Resolving Imports

Up-front design for the algorithm to resolve imports, and for the ways in which it might reasonably be expanded later. This is probably a pretty common approach, but it’s worth repeating here.

Simple Recursive Import Algorithm

A runtime must contain:

  • a dictionary of prepared modules,

  • a stack of modules under construction, and

  • a list representing the set-up and shut-down order of modules.

A procedure need(absolute base-path, URI to the desired module) does this:

  • Based on the module URI, figure out how to load the module.

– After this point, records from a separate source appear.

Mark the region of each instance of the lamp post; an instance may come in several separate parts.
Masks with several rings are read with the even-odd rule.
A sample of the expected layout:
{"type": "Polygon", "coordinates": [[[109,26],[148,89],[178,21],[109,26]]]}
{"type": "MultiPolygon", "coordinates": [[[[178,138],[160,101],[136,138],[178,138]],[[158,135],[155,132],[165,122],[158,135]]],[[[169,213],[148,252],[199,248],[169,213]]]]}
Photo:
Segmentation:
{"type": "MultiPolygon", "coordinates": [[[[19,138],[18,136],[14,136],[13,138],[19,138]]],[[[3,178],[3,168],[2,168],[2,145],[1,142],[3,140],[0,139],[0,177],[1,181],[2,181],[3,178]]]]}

  • Based on the loader and the base-path, figure a distinctive key for the desired module. The key must work like an absolute path and make sense to a Sophie-programmer.

  • If the key:

    • is in the prepared-modules dictionary, return the found module-object as-is.

    • is on the under-construction stack, declare an import-loop (from top-of-stack to the occurrence of this path) and fail.

  • Otherwise: Put the key on the top of the stack.

  • Actually load the module:

    • Assuming it’s a normal file, if it:

      • doesn’t exist, declare that and fail.

      • doesn’t load, declare that and fail.

      • doesn’t parse, declare that and fail.

    • Apply all of the target-module’s own needs, recursively (or fail on failure).

    • If the module under construction:

      • doesn’t resolve, declare that and fail.

      • doesn’t type (and we’re in type-checking mode), register a failure.

  • Remove the entry from the under-construction stack.

  • Enter the module-object into the prepared-modules dictionary.

  • Schedule the module for set-up (and perhaps eventually, take-down) activities.

  • Return the newly-constructed module-object to the caller.

In a sense, this is just transitive-closure. But there are important bits of information to string up along the way.

Ancillary Procedures

To “Apply all of the target-module’s own needs” is almost a straightforward loop through that module’s list of import syntax-objects. The caveat is that a failed need fails the loop in a way the caller can recognize. Presumably that failure resulted in a suitable error report, so it’s unnecessary to recapitulate the cause of failure, but it’s probably worth noting the location of the failure.

To kick this whole process off, the main entry-point can simply need whatever module is on the command line. If that fails, then presumably the appropriate error reports are scheduled. Otherwise, it can proceed to run the activity schedule.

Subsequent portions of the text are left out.